Member of Technical Staff (software Engineer, Data Platform)

Perplexity Perplexity · AI Frontier · San Francisco, CA · Platform & Infrastructure

Perplexity is seeking a Senior/Staff Software Engineer for their Data Platform team. This role will focus on designing, operating, and evolving large-scale batch and streaming data pipelines that support product features, AI training and evaluation, analytics, and experimentation. The engineer will lead architecture for orchestration, observability, and self-serve data platforms, ensuring data correctness, freshness, and recoverability for AI workloads.

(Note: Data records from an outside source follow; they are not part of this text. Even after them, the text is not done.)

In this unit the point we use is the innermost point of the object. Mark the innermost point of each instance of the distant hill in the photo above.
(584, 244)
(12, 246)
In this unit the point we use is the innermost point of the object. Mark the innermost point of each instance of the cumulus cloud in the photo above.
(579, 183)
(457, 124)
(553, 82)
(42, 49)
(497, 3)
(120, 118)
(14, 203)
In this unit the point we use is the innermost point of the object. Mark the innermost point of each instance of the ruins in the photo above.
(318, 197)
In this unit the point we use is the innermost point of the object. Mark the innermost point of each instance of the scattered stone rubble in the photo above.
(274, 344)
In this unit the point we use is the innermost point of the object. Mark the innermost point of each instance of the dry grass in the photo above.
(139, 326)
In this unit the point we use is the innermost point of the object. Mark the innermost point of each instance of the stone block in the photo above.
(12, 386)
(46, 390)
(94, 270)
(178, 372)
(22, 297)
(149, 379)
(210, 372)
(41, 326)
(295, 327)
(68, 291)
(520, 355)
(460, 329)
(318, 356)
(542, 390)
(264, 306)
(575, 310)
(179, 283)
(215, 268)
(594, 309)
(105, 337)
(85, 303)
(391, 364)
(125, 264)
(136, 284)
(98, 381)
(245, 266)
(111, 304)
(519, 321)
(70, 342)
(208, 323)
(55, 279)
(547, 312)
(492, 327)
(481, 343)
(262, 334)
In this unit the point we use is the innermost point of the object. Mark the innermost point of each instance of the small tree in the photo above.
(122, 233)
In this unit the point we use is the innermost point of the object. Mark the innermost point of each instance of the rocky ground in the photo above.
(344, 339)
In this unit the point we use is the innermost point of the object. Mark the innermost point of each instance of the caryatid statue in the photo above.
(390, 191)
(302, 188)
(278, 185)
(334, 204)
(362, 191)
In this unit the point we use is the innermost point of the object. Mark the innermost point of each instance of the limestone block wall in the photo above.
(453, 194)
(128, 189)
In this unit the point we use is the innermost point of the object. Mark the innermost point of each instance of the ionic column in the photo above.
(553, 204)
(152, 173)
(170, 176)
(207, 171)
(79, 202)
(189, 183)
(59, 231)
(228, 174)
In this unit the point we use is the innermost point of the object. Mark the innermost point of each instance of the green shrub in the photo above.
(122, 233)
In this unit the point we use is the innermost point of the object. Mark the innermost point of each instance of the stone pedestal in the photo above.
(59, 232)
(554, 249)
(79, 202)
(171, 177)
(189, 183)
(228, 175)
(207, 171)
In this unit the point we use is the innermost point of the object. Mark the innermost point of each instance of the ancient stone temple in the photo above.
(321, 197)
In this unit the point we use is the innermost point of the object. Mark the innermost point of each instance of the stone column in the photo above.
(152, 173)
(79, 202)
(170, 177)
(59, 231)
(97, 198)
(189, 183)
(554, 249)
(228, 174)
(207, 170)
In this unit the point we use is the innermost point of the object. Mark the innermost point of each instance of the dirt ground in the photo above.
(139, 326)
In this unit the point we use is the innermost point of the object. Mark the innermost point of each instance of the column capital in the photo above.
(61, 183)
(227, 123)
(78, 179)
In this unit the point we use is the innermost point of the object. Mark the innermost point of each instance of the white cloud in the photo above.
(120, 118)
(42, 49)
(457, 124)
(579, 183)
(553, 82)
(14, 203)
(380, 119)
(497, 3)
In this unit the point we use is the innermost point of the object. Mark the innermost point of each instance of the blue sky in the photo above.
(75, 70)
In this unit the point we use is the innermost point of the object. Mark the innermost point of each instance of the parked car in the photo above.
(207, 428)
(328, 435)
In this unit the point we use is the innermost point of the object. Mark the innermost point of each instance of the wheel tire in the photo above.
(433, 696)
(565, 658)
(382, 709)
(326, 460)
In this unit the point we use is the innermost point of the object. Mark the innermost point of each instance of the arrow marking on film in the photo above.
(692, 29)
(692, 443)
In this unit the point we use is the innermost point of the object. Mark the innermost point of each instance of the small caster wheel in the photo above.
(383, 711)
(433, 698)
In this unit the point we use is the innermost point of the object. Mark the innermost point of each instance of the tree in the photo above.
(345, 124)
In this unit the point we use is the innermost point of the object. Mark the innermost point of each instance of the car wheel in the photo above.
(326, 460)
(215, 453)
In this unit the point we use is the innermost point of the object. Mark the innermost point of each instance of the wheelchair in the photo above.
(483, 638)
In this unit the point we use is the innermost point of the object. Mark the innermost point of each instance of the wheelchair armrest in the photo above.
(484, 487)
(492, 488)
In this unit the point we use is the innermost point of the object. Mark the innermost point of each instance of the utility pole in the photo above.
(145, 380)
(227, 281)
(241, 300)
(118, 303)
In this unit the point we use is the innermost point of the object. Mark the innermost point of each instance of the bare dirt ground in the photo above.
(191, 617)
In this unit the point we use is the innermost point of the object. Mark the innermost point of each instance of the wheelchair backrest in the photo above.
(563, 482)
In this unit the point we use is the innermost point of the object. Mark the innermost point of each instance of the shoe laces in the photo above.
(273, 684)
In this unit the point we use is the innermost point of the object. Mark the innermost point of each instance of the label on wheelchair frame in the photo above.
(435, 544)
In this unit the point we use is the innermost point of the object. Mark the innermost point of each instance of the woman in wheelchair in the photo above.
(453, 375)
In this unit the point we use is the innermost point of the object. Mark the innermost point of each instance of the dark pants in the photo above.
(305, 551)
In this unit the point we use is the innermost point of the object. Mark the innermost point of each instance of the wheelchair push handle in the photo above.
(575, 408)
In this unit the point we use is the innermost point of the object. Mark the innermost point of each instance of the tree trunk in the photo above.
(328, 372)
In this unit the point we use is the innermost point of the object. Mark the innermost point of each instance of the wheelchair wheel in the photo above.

The role requires strong systems thinking, Python proficiency, and experience supporting ML/AI workflows.

What you'd actually do

  1. Design and operate large-scale batch and streaming data pipelines that directly power Perplexity product features, AI training and evaluation workflows, analytics, and experimentation.
  2. Build event-driven and streaming systems (Kafka, Kinesis, PubSub, or similar) for real-time ingestion, transformation, and delivery, alongside batch frameworks for backfills, aggregations, and offline computation.
  3. Lead the architecture of data orchestration using tools like Airflow or Dagster, owning scheduling, dependency management, retries, SLAs, and end-to-end observability for critical data flows.
  4. Set and enforce guarantees for data correctness, freshness, lineage, and recoverability, designing systems that handle rapid scale growth, partial failures, and evolving schemas without disrupting AI workloads or product experiences.
  5. Build self-serve data platforms that let engineers, data scientists, and analysts safely discover data, define contracts, and create and operate their own pipelines with minimal friction.

Skills

Required

  • 5+ years (Senior) or 8+ years (Staff) of software engineering experience.
  • Strong experience building production data infrastructure systems.
  • Hands-on experience with batch and/or streaming data processing at scale.
  • Deep familiarity with data orchestration systems (Airflow, Dagster, or similar).
  • Proficiency in Python and at least one additional backend language (Go, TypeScript, etc.).
  • Strong systems thinking around reliability, latency, cost, and complexity tradeoffs.
  • Experience supporting ML/AI workflows, training pipelines, or evaluation systems.
  • Familiarity with data quality, lineage, observability, and governance tooling.
  • Prior ownership of internal platforms used by many teams.

What the JD emphasized

  • AI training and evaluation workflows
  • ML workloads
  • data correctness, freshness, lineage, and recoverability
  • AI workloads
  • self-serve data platforms

Other signals

  • data platform for AI workloads
  • large-scale data pipelines
  • ML training and evaluation workflows